Carolina was not buying. She wrenched Bonnie’s arm out of her way, saying, "You’re my sister! Give me a hug."
"And you’re half-naked. Where the hell are your clothes, sis?"
"Ah, see you are my sister, and these are my clothes." She twirled toward us. "Has everyone met my sister?"
Bonnie cuffed her one. "They know who am! Why must you always ask that stupid question?"
"I don’t always ask that stupid question!"
"Holly, you ask Mom and Dad that stupid question!"

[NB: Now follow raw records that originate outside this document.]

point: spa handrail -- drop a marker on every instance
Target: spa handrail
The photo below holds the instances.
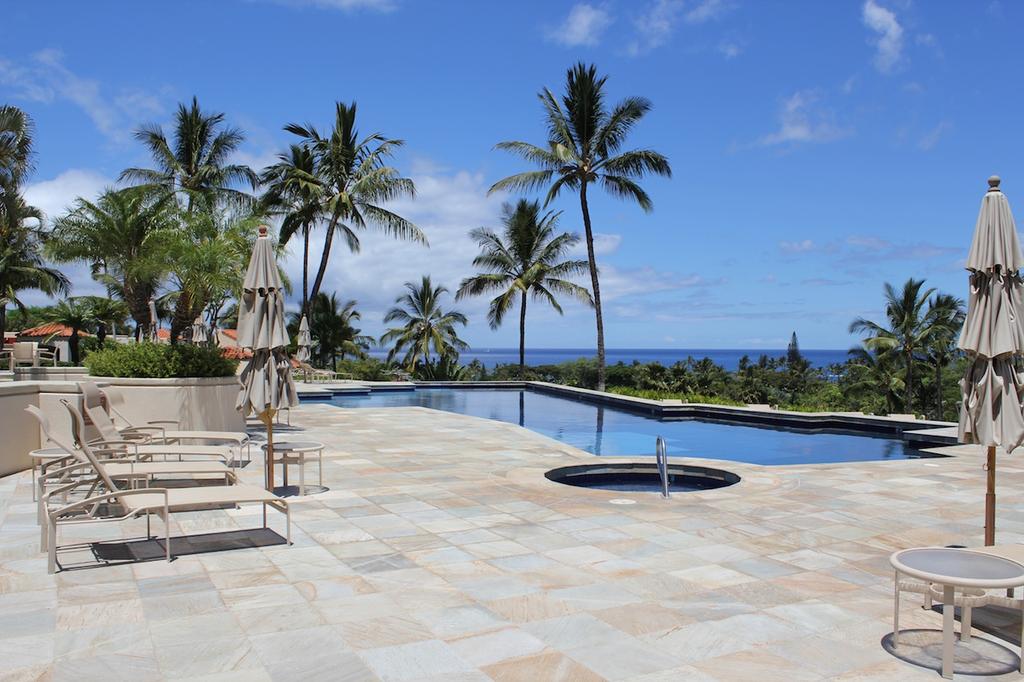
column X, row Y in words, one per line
column 662, row 457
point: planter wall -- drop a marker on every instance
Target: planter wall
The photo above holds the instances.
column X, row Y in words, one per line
column 206, row 403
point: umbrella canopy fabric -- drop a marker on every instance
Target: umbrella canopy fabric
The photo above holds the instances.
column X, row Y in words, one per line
column 153, row 320
column 304, row 341
column 199, row 332
column 993, row 331
column 266, row 380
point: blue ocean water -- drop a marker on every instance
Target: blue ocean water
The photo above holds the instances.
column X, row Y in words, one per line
column 727, row 357
column 604, row 430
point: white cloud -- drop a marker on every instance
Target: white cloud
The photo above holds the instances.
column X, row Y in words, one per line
column 730, row 49
column 804, row 120
column 603, row 245
column 889, row 41
column 932, row 137
column 654, row 26
column 53, row 197
column 584, row 26
column 45, row 79
column 342, row 5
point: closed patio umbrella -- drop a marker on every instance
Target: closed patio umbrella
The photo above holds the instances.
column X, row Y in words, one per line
column 992, row 337
column 199, row 332
column 266, row 380
column 304, row 341
column 154, row 320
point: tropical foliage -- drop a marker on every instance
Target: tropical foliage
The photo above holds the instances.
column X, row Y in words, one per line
column 427, row 331
column 352, row 183
column 22, row 264
column 584, row 147
column 527, row 258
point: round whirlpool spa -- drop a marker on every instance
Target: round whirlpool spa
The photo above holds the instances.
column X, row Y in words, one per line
column 642, row 477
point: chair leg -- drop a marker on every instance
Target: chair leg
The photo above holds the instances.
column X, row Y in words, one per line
column 896, row 612
column 51, row 546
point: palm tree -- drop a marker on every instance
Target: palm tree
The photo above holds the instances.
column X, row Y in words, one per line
column 583, row 146
column 907, row 334
column 873, row 372
column 294, row 192
column 122, row 235
column 23, row 267
column 76, row 313
column 196, row 162
column 16, row 132
column 426, row 328
column 355, row 182
column 945, row 314
column 526, row 258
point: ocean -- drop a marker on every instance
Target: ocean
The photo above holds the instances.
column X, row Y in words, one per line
column 727, row 357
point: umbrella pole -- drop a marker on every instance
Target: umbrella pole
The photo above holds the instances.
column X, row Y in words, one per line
column 990, row 499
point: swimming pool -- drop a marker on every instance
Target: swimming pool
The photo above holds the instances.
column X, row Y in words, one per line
column 604, row 430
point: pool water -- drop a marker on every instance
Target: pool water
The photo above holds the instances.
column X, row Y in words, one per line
column 609, row 431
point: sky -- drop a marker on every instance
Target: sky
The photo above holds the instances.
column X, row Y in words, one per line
column 818, row 148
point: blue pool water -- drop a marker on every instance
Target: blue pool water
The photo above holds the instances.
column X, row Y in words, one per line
column 603, row 430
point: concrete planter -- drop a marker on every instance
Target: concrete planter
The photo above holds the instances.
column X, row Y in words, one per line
column 203, row 403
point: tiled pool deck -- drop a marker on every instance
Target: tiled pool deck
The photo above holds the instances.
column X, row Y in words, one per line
column 441, row 553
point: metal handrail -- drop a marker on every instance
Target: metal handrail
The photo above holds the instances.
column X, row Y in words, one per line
column 662, row 457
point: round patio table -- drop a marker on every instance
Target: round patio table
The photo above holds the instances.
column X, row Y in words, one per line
column 295, row 452
column 953, row 568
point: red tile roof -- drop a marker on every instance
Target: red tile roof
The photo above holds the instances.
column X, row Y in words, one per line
column 48, row 330
column 236, row 353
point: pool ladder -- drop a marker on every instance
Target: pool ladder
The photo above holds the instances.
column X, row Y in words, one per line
column 662, row 457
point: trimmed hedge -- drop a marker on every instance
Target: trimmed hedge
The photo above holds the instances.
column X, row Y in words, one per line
column 156, row 360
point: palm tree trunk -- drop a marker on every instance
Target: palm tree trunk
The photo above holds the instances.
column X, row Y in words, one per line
column 305, row 269
column 328, row 241
column 595, row 286
column 522, row 337
column 908, row 389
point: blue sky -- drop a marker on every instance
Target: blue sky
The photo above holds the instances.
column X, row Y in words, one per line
column 818, row 148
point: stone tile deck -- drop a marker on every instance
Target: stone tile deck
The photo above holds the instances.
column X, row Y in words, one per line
column 441, row 553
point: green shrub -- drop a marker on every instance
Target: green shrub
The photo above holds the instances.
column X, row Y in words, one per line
column 155, row 360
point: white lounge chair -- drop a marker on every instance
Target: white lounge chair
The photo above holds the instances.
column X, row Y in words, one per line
column 28, row 353
column 113, row 504
column 116, row 400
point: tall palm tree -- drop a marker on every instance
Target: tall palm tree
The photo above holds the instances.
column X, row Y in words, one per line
column 426, row 328
column 294, row 192
column 332, row 330
column 122, row 235
column 195, row 164
column 22, row 264
column 23, row 267
column 527, row 258
column 77, row 313
column 945, row 314
column 585, row 139
column 908, row 331
column 355, row 183
column 16, row 132
column 872, row 373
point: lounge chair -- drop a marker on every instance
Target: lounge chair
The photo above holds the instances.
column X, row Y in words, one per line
column 308, row 371
column 28, row 353
column 114, row 504
column 158, row 429
column 143, row 445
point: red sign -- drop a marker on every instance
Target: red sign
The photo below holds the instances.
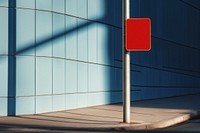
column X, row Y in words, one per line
column 138, row 34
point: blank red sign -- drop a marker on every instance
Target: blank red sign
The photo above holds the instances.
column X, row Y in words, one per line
column 138, row 34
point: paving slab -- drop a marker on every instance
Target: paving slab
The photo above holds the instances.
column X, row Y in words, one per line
column 145, row 115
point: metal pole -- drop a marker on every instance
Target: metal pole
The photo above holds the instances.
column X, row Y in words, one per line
column 126, row 64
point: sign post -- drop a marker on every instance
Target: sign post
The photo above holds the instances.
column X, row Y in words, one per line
column 126, row 64
column 136, row 36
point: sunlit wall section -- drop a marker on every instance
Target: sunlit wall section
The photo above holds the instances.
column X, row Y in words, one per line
column 172, row 67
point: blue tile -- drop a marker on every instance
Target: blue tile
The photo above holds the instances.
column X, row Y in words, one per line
column 58, row 102
column 43, row 104
column 59, row 6
column 58, row 76
column 4, row 3
column 3, row 76
column 96, row 9
column 82, row 77
column 82, row 100
column 3, row 31
column 25, row 105
column 43, row 33
column 92, row 43
column 71, row 7
column 109, row 13
column 115, row 97
column 43, row 76
column 103, row 78
column 59, row 40
column 25, row 44
column 25, row 76
column 82, row 8
column 26, row 3
column 3, row 105
column 71, row 38
column 103, row 44
column 93, row 78
column 82, row 40
column 71, row 101
column 44, row 4
column 71, row 77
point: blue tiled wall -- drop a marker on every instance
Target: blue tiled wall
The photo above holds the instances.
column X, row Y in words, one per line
column 67, row 54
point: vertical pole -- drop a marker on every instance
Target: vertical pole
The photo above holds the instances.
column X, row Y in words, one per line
column 126, row 64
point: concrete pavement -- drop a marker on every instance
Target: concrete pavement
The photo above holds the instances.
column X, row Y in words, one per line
column 145, row 115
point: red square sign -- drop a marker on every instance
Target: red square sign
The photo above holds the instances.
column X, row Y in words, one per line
column 138, row 34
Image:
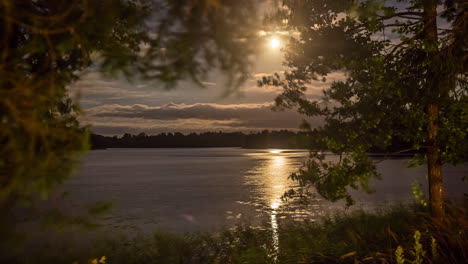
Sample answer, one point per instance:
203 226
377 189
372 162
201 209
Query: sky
116 106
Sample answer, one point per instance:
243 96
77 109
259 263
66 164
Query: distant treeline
264 139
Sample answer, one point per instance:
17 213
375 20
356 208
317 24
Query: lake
202 189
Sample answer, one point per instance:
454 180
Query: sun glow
275 43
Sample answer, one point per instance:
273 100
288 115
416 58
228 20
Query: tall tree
46 44
404 68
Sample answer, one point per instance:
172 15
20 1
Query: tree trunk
434 159
434 164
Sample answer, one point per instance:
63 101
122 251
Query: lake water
203 189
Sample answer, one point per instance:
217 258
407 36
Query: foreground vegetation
398 235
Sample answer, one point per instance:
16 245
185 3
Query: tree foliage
46 44
394 72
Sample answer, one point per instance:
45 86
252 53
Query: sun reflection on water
270 181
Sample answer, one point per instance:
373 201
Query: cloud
187 118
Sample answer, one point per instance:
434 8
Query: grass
356 237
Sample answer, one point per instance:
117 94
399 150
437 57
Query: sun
274 43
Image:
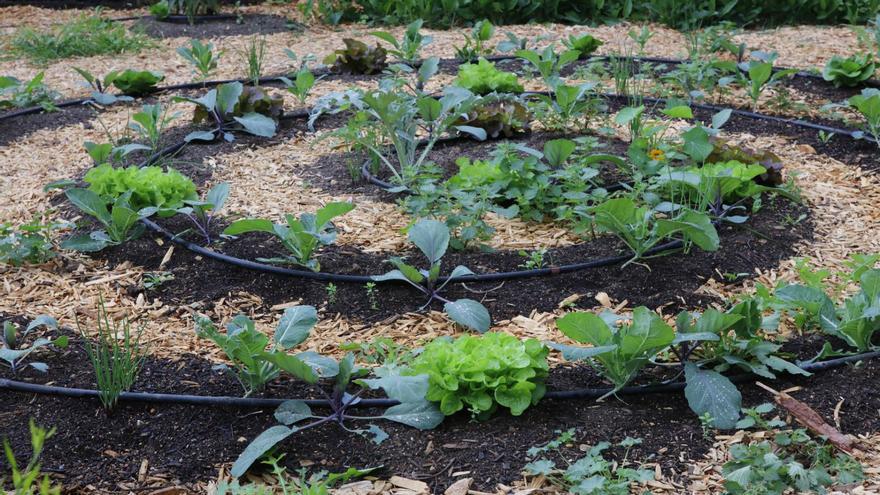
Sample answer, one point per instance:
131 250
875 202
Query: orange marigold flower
657 154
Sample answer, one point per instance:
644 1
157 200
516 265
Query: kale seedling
432 239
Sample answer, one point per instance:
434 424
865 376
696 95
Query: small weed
372 295
154 280
534 260
331 293
86 36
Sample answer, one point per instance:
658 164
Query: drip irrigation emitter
256 402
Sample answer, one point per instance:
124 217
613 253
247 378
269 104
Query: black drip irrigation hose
484 277
225 401
494 58
346 278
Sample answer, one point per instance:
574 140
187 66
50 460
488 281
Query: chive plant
116 356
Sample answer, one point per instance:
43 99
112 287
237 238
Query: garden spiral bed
456 437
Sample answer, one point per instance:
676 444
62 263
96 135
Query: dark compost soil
333 172
187 443
771 237
244 25
24 125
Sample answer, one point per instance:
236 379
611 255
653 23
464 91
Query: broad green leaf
710 392
250 225
647 334
89 202
84 243
324 366
423 415
293 328
331 211
628 114
429 68
721 118
431 237
400 388
557 151
292 411
227 97
41 320
216 197
679 112
292 365
258 447
469 313
694 337
478 133
586 328
577 353
257 124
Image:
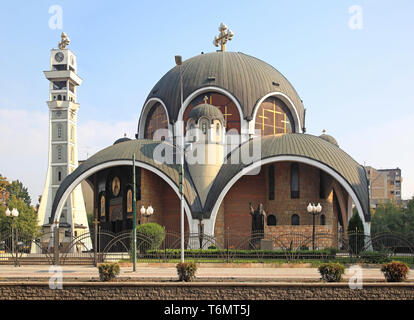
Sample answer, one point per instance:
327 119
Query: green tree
26 223
17 189
356 233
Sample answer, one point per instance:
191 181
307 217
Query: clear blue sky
356 84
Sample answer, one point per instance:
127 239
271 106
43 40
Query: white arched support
244 125
116 163
289 103
144 113
210 223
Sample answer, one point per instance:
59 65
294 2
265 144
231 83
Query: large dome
247 78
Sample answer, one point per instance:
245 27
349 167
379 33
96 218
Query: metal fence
230 246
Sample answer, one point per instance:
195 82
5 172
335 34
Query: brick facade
233 216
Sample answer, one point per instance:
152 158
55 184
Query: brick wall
158 193
206 291
234 212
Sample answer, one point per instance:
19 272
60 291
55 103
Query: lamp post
179 62
14 214
314 211
148 212
134 217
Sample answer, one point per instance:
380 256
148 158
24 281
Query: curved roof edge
302 146
144 151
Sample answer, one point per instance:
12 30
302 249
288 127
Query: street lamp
14 214
147 212
179 62
314 211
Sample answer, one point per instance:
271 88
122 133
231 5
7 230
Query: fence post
56 244
95 245
227 244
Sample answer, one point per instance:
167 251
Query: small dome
328 138
123 139
206 110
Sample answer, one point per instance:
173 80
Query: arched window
204 127
273 118
227 107
156 119
271 220
294 180
295 220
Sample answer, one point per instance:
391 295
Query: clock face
116 186
59 56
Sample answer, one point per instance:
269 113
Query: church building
245 142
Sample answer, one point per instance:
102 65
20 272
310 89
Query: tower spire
63 150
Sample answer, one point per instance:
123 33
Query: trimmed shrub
395 271
331 272
253 254
186 271
376 257
108 271
149 236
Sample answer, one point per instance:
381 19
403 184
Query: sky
353 69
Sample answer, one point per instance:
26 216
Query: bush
149 236
186 271
376 257
331 272
108 271
395 271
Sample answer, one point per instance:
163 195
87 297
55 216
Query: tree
17 189
4 194
356 234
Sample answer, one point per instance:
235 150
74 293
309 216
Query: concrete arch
144 113
56 215
281 158
289 103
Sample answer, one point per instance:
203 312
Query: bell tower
63 151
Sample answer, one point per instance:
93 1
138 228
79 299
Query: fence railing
228 247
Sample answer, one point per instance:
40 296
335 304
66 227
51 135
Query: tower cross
223 37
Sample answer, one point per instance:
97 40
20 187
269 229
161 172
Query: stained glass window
274 118
156 119
227 107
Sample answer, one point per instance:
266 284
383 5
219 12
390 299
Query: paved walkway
85 273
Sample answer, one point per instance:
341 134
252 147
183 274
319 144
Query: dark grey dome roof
329 138
123 139
206 110
247 78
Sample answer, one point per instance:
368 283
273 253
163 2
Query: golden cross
225 116
223 37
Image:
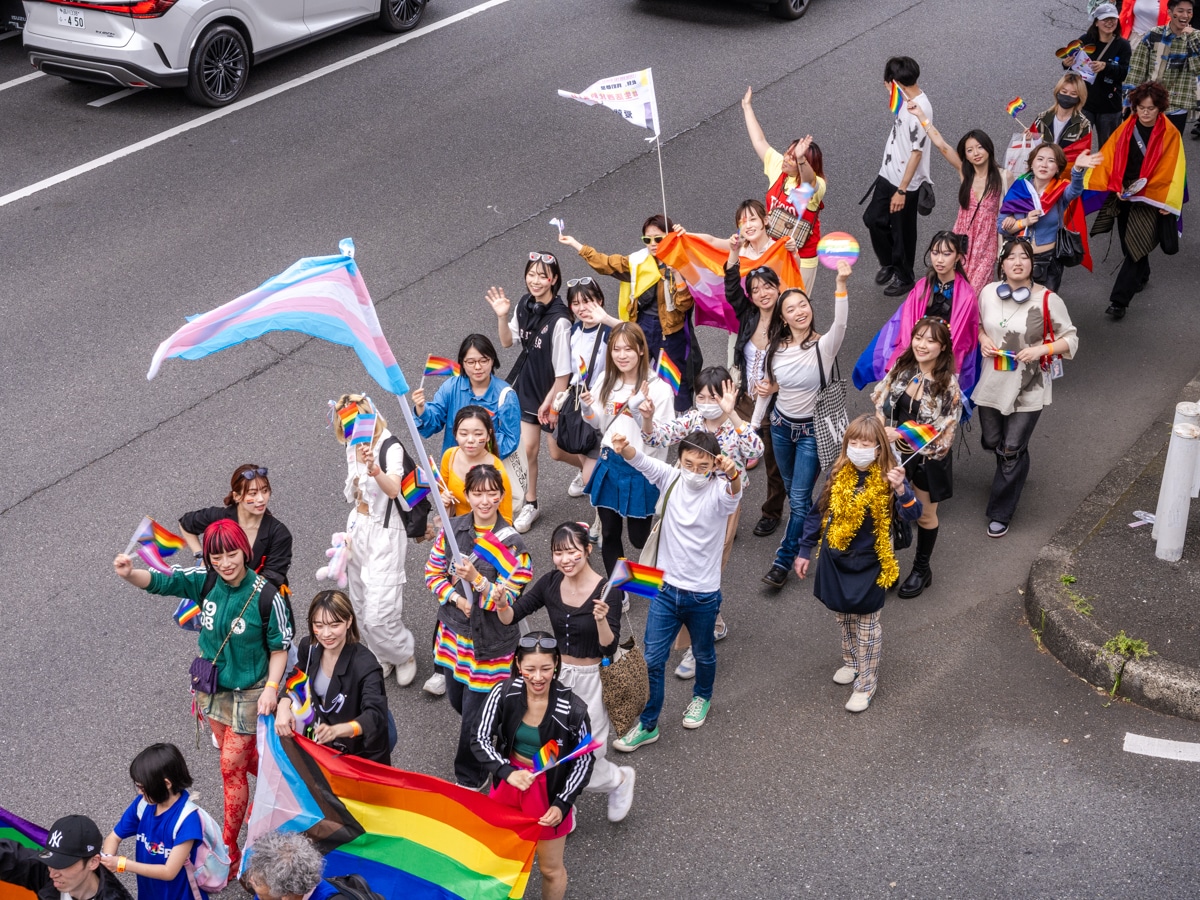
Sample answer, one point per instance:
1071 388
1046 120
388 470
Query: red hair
223 537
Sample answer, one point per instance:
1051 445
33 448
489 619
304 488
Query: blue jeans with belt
670 611
796 454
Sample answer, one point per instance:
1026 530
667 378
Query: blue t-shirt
156 838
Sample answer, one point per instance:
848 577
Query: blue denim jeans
796 454
671 610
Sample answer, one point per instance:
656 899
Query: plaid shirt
1174 59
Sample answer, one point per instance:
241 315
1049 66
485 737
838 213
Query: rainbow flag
322 297
438 366
669 371
412 837
917 435
636 579
413 489
27 834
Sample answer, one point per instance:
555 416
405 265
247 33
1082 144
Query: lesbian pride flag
322 297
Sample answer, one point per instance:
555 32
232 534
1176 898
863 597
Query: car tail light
139 10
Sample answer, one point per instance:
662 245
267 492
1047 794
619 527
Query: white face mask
861 457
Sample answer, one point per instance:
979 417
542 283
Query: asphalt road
983 769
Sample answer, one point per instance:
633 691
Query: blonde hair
366 406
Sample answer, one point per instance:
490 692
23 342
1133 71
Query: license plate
70 18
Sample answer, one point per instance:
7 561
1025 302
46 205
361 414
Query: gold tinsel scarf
849 507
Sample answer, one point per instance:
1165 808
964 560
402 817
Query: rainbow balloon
835 247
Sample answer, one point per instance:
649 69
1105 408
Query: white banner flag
631 95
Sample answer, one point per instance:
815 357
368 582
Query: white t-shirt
907 136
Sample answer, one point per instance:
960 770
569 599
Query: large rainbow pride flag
412 837
27 834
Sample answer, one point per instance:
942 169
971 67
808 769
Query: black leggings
611 547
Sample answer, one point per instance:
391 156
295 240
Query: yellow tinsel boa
847 508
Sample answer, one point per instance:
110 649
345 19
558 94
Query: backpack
210 873
354 887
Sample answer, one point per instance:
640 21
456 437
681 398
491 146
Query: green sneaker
635 737
696 713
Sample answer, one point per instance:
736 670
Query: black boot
921 576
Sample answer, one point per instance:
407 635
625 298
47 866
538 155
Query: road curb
1075 640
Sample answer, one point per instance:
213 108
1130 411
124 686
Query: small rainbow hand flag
636 579
669 372
413 487
1005 361
917 435
439 366
363 429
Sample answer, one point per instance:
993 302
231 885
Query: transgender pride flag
322 297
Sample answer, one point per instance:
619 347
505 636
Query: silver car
207 47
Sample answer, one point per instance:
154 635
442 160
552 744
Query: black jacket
565 721
355 694
273 545
490 636
21 865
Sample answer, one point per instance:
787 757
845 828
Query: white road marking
114 97
199 121
1164 749
15 82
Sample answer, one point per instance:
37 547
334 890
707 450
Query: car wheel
220 66
401 15
790 9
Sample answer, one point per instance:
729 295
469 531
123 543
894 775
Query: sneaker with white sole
687 667
576 487
696 713
406 672
858 701
526 517
621 798
635 737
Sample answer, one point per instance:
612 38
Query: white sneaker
687 667
576 486
845 676
621 798
858 701
406 672
526 517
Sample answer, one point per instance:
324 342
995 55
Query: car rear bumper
102 71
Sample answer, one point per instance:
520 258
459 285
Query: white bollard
1174 496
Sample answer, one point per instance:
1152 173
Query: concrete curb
1075 640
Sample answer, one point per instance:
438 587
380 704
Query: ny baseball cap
71 839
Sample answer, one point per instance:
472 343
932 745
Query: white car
204 46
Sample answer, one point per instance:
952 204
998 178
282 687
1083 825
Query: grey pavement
983 768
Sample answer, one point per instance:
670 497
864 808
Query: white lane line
15 82
100 161
1163 749
114 97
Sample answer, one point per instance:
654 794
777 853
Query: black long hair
994 181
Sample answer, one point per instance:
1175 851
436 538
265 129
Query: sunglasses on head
1006 293
528 642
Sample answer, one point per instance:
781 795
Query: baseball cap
71 839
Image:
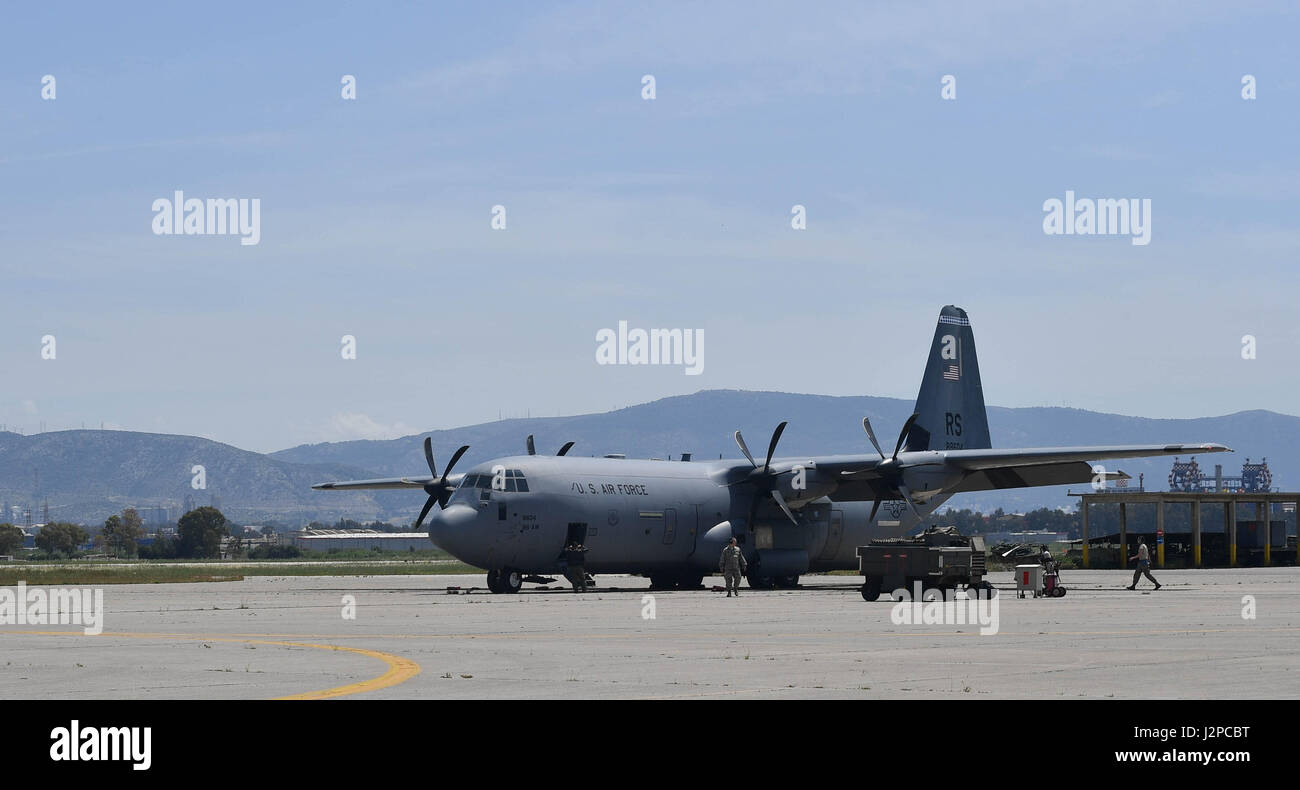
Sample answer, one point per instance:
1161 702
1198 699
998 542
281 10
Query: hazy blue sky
664 213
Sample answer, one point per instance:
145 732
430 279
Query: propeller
532 447
438 490
765 477
889 469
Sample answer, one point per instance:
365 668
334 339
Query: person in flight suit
1143 558
732 564
575 558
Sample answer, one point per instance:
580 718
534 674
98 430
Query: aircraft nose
449 526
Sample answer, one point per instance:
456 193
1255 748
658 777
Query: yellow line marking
399 672
399 669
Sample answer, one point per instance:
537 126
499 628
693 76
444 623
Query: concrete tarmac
272 637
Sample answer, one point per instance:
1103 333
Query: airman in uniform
732 564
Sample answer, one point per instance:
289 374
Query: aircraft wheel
511 581
871 589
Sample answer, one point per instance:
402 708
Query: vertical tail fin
950 404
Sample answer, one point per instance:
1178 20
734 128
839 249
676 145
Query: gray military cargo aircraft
670 520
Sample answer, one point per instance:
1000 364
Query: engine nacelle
805 484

Carolina swatted her and turned to Denny, asking whether he would at least give her a hug. He set the box on an end table, flung his paintball gun out of the way, and respectfully accommodated.
"So do you want hooch or not?" Bonnie shouted at us. "Hurry up. Yes or no? Me ‘n Clyde has banks ta rob."
"What kind of hooch do you have, Noelle—I mean, Bonnie?" Amah Fraud inquired. "I think I could use something to drink."
Gertie walloped Amah just as Bonnie specified, "I have hoity-toity cognac and the bubbly giggle juice for the mimosa lover." Her index finger jutted out, went on a quick tour of the living room, and came to a halt on none other than Mimosa-Head Susan—er, Vanna.
Vanna’s eyes sparkled until a dark thought instantly snuffed out the light. "Sure, get my hopes up. Then, I suppose you’ll tell me that orange juice has been outlawed."
Bonnie laughed. "It probably hasn’t been outlawed, because I don’t have any. I only deal in—" She paused to lean in and cup her hand around her mouth. "I only deal in, um, the illegal stuff the boss makes me deliver."
With impeccable timing, Fritz appeared with a large tray of legless goblets and a fluted glass half-empty/half-full of an orange substance that made me queasy at the mere sight. Instantly, Vanna’s eyes lit up again, and she flew to retrieve the object of her desire before the government intervened.
Fritz began to distribute glasses, and when the tray got to me, I took two, despite my hesitation. Booze remained on my shitlist since the Crappie Cabin vomiting teapot incident. Still, the whole bootlegging thing proved seductive, and besides, cognac was made for sipping, and sipping would not render me a drunken fool. Right?
Wanting to know I would not be alone in my decision, I turned to Alberta. "Honey, do you—"
Where the hell was Alberta?
My eyes quickly scanned the room and then again.
Where the hell was my green-eyed gangster?